X(v) is within the set of eigenvectors that have c as the eigenvalue.

Good! We are writing the set of eigenvectors that have eigenvalue c as span(e1,...,ed), right? So X has to be a transformation that maps an n-dimensional space to the d-dimensional subspace span(e1,...,ed), agree?

 

[evilpostingmong]

Good! We are writing the set of eigenvectors that have eigenvalue c as span(e1,...,ed), right? So X has to be a transformation that maps an n-dimensional space to the d-dimensional subspace span(e1,...,ed), agree?

Ok so about those choices.

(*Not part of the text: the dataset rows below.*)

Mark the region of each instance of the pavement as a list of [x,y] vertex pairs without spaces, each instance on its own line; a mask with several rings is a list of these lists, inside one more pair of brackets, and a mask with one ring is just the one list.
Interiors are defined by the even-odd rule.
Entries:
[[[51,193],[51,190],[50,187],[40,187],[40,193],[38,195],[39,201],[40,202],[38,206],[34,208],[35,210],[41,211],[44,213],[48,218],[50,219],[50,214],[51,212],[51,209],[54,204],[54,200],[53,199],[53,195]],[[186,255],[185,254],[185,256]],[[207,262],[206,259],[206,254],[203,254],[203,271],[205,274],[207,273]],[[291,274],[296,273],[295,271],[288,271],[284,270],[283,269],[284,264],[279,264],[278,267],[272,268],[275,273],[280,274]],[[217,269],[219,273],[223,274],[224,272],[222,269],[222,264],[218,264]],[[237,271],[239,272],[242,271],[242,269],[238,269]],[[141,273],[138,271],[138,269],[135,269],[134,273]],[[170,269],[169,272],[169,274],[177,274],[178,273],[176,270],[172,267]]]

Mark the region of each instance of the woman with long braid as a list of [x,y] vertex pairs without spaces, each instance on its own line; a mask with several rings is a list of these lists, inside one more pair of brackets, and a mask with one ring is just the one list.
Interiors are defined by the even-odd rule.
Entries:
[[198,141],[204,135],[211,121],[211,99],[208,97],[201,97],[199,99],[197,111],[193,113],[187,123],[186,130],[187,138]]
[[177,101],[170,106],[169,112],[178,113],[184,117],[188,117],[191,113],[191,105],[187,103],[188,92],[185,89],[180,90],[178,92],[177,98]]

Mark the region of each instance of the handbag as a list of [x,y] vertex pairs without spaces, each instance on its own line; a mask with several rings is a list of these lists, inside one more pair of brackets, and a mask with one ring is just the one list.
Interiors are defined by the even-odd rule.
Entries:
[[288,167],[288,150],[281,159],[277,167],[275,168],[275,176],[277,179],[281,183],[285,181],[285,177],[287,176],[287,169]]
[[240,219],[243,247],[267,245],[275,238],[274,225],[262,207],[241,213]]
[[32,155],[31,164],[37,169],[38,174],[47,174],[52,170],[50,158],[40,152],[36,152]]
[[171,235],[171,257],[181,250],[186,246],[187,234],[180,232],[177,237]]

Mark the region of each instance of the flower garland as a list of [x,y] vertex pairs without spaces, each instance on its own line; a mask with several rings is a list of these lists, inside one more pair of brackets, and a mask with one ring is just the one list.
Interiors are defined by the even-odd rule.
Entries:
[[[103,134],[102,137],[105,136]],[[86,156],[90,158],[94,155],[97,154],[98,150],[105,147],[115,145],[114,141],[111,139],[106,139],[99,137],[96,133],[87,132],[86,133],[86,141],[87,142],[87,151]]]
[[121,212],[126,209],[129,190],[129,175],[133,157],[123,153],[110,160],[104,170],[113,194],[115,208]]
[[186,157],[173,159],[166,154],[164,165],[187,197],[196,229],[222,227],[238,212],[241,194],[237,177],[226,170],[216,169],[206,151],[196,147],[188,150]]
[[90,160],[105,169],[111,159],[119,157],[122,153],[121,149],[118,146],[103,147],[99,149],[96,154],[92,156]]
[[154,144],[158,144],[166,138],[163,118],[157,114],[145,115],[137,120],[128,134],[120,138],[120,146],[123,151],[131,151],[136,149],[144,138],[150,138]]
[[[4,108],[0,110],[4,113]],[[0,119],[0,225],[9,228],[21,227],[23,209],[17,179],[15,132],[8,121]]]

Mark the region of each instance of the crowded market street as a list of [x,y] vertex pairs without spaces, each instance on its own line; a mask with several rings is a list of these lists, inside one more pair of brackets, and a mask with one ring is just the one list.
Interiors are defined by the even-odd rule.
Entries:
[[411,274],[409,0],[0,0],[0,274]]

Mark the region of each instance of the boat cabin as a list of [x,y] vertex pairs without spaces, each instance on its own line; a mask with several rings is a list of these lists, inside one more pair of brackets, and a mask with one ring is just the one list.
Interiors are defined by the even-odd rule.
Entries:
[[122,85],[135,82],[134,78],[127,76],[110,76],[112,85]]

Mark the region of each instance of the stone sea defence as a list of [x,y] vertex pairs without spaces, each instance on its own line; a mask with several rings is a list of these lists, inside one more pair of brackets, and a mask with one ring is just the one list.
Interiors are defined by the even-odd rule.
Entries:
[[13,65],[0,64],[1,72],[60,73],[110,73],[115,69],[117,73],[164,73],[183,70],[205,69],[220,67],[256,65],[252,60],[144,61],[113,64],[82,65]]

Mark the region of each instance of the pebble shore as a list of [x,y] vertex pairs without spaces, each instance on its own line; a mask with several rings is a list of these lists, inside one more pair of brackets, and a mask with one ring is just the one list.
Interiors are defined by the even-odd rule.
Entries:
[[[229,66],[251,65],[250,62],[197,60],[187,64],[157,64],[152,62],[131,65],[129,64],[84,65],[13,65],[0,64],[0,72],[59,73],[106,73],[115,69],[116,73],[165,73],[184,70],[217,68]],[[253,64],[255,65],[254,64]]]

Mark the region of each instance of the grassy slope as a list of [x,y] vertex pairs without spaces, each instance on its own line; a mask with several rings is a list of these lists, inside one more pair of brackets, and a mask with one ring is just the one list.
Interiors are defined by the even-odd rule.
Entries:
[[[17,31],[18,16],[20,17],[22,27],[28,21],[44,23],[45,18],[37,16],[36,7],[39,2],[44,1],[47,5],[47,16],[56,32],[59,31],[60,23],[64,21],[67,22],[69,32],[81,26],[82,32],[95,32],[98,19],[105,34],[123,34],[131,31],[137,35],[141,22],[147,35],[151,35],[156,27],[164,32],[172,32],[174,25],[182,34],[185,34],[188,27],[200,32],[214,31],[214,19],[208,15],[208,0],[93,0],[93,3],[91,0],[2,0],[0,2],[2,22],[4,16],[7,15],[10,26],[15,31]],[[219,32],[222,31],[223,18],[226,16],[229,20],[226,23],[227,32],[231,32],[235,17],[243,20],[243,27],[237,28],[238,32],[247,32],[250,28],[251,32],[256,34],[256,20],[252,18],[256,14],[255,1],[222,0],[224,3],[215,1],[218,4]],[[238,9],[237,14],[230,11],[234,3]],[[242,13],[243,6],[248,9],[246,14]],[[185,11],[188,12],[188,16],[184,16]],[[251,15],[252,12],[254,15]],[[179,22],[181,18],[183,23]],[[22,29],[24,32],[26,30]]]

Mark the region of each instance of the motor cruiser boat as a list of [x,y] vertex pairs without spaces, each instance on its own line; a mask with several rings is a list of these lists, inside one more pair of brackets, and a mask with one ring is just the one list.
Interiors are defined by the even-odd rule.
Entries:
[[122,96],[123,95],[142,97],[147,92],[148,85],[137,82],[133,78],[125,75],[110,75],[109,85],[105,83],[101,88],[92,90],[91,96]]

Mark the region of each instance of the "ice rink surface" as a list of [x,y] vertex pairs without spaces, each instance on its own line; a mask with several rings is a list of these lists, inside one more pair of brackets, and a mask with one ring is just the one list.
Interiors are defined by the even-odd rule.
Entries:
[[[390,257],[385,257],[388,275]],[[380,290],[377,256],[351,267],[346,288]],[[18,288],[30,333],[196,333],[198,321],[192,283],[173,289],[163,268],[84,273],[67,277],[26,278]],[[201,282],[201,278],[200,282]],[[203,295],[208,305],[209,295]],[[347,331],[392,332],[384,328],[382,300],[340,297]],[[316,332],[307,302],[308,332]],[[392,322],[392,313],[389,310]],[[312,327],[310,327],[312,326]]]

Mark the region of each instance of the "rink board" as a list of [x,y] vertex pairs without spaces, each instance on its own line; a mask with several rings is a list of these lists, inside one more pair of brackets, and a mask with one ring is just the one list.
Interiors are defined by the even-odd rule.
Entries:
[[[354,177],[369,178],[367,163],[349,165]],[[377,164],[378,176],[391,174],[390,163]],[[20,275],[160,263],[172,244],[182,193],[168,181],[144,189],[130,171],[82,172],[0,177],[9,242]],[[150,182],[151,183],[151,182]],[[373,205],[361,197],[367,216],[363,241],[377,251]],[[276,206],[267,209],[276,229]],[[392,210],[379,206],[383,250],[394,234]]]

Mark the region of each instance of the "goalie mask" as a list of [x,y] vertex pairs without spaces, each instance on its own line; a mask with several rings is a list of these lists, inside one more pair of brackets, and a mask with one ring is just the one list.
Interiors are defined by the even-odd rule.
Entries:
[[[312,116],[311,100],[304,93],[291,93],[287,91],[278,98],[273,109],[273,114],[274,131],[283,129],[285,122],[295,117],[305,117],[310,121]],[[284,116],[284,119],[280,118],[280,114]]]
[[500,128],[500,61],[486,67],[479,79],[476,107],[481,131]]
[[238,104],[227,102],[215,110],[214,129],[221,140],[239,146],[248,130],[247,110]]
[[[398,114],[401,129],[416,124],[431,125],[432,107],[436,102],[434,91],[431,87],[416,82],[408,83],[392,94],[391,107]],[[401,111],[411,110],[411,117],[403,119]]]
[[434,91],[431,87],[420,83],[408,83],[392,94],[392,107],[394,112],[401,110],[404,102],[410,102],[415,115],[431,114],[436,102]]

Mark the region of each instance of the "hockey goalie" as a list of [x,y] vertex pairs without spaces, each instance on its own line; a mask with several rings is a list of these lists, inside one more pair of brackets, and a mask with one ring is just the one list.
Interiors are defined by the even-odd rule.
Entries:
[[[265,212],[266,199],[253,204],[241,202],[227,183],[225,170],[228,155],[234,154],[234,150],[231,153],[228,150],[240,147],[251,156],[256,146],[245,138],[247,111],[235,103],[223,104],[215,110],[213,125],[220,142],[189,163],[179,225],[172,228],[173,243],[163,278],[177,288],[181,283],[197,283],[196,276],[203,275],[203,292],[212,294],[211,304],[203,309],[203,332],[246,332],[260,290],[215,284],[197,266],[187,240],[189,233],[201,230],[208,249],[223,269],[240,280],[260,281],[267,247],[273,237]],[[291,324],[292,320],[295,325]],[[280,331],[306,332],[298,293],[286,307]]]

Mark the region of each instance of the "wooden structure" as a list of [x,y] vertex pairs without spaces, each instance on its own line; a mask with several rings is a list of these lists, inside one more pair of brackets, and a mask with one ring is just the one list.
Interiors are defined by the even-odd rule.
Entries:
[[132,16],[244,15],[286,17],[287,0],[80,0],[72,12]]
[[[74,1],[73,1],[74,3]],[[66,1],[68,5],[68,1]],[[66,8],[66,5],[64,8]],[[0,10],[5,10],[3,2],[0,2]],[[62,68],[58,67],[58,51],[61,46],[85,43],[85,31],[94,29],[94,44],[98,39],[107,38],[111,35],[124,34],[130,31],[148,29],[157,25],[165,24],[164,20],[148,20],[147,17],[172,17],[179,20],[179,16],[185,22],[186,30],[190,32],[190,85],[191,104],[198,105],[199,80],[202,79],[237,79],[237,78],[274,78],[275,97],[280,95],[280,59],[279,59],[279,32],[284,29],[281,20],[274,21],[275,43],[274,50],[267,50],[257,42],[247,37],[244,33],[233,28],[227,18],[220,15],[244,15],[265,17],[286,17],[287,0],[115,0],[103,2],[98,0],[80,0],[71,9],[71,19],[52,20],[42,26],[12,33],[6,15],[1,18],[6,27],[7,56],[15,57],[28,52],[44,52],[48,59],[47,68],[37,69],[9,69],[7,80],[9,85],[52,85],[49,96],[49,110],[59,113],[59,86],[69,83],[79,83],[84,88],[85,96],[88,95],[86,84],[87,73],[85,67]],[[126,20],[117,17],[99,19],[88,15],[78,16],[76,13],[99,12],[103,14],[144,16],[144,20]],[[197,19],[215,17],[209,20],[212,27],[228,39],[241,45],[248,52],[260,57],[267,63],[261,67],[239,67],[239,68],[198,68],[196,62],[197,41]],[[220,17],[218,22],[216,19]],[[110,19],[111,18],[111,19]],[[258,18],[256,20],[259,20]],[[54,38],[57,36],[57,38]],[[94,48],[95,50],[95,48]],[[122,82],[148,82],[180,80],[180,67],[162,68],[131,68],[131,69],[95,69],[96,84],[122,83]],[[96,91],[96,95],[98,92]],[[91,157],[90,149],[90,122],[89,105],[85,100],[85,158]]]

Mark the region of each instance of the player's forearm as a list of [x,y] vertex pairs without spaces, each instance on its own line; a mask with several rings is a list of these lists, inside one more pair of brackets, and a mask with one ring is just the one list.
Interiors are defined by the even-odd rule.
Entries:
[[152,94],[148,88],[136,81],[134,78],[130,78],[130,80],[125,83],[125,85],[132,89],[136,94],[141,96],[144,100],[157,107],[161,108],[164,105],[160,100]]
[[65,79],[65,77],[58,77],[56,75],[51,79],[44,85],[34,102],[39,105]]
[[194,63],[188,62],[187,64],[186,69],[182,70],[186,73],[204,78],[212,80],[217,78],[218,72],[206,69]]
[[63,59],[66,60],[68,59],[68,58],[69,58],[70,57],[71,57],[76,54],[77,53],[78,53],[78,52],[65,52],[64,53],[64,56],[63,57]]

X(v1) can map to c*e1 or anyone else in the span.
That means that X(v1) can map to a different uh coordinate? when it maps
to c*e1 as compared to when it maps to c*e2, since it maps to a different coordinate,
so the eigenspace must have the right amount of dimensions for X to map v1 to linear independent elements so it maps v1 to d elements.

Just to clarify, if X maps v1 to elements in span(e1, e2, e3) (eigenspace with c as the eigenvalue those elements are associated with)
X must be able to map v1 to any of the three elements in their respective coordinates or axis.

 

[Dick]

Basically, yes. Let {v1...vn} is any basis and {e1...ed} are the eigenvectors. Now define X_{i,j} by X_{i,j}(vi)=ej and X_{i,j}(vk)=0 if k is not equal to i. Can you see how the X_{i,j} define a basis for the eigenmatrices X?